The Rolling Stones muse and 1960s "it girl" found a stunning second act as a singer-songwriter
Marianne Faithfull, a pioneering artist who transcended “it girl” status in the Sixties for a stunning second act as a singer-songwriter with great depth, died Thursday at age 78.
“It is with deep sadness that we announce the death of the singer, songwriter and actress Marianne Faithfull,” the singer’s rep said in a statement. “Marianne passed away peacefully in London today, in the company of her loving family.”
Faithfull became a breakout star in 1964 with her first single, the ballad “As Tears Go By.” The beloved track would be the first song Mick Jagger and Keith Richards had written together. Although she was only 17 and her voice sounded frail and young, she sang the lyrics about feeling left out with a conviction that would guide her later work. She continued to score hits throughout the mid Sixties, before disappearing from the spotlight in a haze of heroin addiction (trials she chronicled in the lyrics to “Sister Morphine,” which the Rolling Stones also recorded).
She reemerged in 1979 with the jaw-dropping Broken English, an album that drew musically from punk and New Wave and showcased her newfound dark, sometimes vulgar outlook. Its songs, like “The Ballad of Lucy Jordan,” “Guilt,” and a cover of John Lennon’s “Working Class Hero,” perfectly fit the way her voice had deepened during her time away. (Faithfull would earn a Grammy nomination for Best Female Rock Vocal Performance.) Over the next 40 years, she stayed the course, singing about love and relationships against dramatic, musical backdrops. In recent years, she recorded songs by PJ Harvey, Nick Cave, Roger Waters, Leonard Cohen, and Bob Dylan, among others. Her most recent album, Negative Capability, came out in 2018, and Rolling Stone lauded it as a “late-career masterwork.”
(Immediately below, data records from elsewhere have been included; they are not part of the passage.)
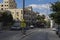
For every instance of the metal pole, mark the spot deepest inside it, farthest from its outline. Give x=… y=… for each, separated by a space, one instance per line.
x=23 y=7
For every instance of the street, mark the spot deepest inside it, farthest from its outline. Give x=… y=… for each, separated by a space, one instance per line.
x=33 y=34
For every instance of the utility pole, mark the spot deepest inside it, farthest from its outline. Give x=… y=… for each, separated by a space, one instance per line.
x=23 y=7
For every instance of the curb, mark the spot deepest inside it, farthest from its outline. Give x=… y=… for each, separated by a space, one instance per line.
x=26 y=35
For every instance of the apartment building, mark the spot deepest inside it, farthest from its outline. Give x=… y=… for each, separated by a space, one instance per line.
x=10 y=5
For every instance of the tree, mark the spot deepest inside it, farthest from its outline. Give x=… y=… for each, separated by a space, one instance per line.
x=6 y=18
x=55 y=8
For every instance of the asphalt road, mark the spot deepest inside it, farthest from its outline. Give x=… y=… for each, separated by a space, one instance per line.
x=34 y=34
x=42 y=34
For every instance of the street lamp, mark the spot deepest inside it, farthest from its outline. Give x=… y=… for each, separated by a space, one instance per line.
x=23 y=7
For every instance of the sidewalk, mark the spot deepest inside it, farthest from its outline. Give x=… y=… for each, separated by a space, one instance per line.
x=19 y=35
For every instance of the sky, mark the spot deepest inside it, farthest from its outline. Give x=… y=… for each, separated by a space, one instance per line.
x=41 y=6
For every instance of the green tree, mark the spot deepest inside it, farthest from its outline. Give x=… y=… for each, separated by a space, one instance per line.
x=6 y=18
x=55 y=8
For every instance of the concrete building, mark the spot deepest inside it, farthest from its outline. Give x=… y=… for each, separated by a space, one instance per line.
x=10 y=5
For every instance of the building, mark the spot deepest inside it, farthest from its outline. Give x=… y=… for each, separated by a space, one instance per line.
x=10 y=5
x=30 y=15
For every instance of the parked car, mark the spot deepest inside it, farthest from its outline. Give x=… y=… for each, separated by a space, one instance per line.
x=59 y=32
x=15 y=27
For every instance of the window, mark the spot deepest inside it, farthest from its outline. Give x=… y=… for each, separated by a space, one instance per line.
x=1 y=5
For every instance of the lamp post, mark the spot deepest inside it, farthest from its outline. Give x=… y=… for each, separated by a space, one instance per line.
x=23 y=7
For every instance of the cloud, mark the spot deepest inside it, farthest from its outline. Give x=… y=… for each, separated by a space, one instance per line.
x=41 y=6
Thrown into fame at a young age, controversy overshadowed much of Faithfull’s early career. She was in a relationship with Jagger from 1966 until 1970 and was pilloried by the press after police raided Keith Richards’ flat for drugs and found her nude, save for a fur bedcover in 1967. Toward the end of the decade, she was homeless and addicted to heroin. After the death of her son, she attempted suicide. She eventually cleaned up in the mid-Eighties, just before redefining herself again with the 1987’s jazzy, cabaret-influenced Strange Weather, which featured a new rendition of “As Tears Go By.”
In recent years, Faithfull battled a number of health setbacks. In addition to a hepatitis-C diagnosis, she received treatment for breast cancer in 2016, and underwent shoulder-replacement surgery two years later.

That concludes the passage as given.